13: ◆QKyDtVSKJoDf[saga]
2017/10/29(日) 16:48:38.44 ID:c9/bqZoV0
ぼく(ぼくは館を出て、少し歩いたところにある河原に立っていた)
ぼく(ごうごうと大きな音と共に舞い上がる水しぶきがぼくの頬を叩く。目の前には滝つぼがあった。ぼくの住む館は山の頂に近いところにある。少し歩けば、こうやって山肌を滑り落ちる滝があるのだ)
ぼく(女戦士さんはここにはいない。彼女はというと……)
女戦士「おぉ〜い、そろそろいいかぁ〜」
ぼく(ごうごうと響く滝の音に負けない大音量で、滝の上から女戦士さんがこちらに呼び掛けてきた)

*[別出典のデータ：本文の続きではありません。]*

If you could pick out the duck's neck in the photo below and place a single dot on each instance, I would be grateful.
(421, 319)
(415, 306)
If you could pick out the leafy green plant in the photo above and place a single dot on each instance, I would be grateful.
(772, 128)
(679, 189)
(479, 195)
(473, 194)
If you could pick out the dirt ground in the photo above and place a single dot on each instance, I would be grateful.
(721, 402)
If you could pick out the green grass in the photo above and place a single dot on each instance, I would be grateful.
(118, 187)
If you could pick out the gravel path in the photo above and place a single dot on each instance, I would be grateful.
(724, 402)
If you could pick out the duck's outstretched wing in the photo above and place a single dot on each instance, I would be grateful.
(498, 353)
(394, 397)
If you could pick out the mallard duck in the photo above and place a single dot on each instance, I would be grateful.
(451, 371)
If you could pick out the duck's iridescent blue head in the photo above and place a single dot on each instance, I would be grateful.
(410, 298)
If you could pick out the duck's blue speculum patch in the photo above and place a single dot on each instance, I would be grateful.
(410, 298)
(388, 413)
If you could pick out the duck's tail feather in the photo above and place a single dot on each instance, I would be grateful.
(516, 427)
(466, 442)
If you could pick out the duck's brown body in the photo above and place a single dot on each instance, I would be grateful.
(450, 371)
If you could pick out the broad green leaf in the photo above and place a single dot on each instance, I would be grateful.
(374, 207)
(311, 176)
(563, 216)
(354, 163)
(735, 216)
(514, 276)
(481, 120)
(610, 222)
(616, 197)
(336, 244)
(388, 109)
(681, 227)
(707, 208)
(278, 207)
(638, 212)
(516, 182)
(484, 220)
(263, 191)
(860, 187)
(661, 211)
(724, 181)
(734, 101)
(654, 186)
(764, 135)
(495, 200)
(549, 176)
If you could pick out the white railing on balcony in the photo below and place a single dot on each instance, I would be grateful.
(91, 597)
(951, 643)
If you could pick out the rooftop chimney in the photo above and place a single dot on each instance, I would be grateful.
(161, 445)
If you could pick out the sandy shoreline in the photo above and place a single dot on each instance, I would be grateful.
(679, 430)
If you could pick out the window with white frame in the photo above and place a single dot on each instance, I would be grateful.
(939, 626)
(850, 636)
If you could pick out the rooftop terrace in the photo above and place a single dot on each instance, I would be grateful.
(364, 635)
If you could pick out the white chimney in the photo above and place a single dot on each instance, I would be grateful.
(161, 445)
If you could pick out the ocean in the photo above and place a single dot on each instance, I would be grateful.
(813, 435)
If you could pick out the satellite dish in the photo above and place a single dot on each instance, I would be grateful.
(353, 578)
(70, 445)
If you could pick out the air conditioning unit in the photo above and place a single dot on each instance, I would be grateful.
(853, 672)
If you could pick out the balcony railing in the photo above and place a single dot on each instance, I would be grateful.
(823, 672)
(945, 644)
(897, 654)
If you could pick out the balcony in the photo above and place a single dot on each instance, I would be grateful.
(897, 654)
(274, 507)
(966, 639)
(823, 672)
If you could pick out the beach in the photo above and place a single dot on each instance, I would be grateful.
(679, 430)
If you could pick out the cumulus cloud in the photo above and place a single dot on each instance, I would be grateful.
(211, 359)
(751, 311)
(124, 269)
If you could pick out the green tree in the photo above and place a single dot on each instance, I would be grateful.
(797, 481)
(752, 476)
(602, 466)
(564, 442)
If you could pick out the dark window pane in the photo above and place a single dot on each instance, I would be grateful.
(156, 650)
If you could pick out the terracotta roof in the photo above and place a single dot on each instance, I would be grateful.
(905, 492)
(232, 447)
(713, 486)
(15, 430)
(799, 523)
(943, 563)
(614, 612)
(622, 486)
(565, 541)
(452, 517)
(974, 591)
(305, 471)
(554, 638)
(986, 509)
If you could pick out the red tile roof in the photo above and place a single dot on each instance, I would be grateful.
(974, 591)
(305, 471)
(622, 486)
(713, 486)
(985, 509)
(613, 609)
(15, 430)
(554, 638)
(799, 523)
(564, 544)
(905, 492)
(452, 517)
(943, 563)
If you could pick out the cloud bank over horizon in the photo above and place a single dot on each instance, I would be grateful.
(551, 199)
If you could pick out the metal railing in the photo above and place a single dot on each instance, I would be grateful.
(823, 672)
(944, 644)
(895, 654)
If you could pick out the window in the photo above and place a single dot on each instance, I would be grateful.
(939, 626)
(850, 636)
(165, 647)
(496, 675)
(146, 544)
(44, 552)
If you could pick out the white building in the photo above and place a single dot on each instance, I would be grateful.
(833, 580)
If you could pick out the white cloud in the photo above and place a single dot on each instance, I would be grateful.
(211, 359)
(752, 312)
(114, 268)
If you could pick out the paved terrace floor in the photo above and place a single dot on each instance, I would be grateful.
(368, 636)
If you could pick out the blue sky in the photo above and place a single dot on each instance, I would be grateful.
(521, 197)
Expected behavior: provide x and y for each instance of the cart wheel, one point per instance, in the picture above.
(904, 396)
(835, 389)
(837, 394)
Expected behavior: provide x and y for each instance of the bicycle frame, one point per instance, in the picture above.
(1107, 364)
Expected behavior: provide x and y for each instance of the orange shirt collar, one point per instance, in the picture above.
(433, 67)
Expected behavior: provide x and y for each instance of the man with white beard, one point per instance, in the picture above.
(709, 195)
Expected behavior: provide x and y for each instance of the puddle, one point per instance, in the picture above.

ぼく(そう、彼女は滝の上にいる。三十メートルは優にある高さから、彼女は物おじせず滝つぼのそばに立つぼくを覗き込んでいる)
ぼく(ぼくは手をあげて彼女に合図を出した。すると彼女は景気よくジャンプし、滝の上から空中へと身を躍らせた)
ぼく(びじゃん、と重く湿った音が響いた)
ぼく(彼女が落ちたのは滝つぼではない。ぼくの立つ河原、つまりは岩場だ)
ぼく(ぼくがそうしてくれと頼んだ)
ぼく(彼女は何度もこれまでに体がバラバラになったことがあるという話をした。しかし彼女は気が付くと五体満足で復活していたという)
ぼく(ぼくはその復活の過程が知りたかった。彼女の再生力がどれ程のものなのかを確認したかった)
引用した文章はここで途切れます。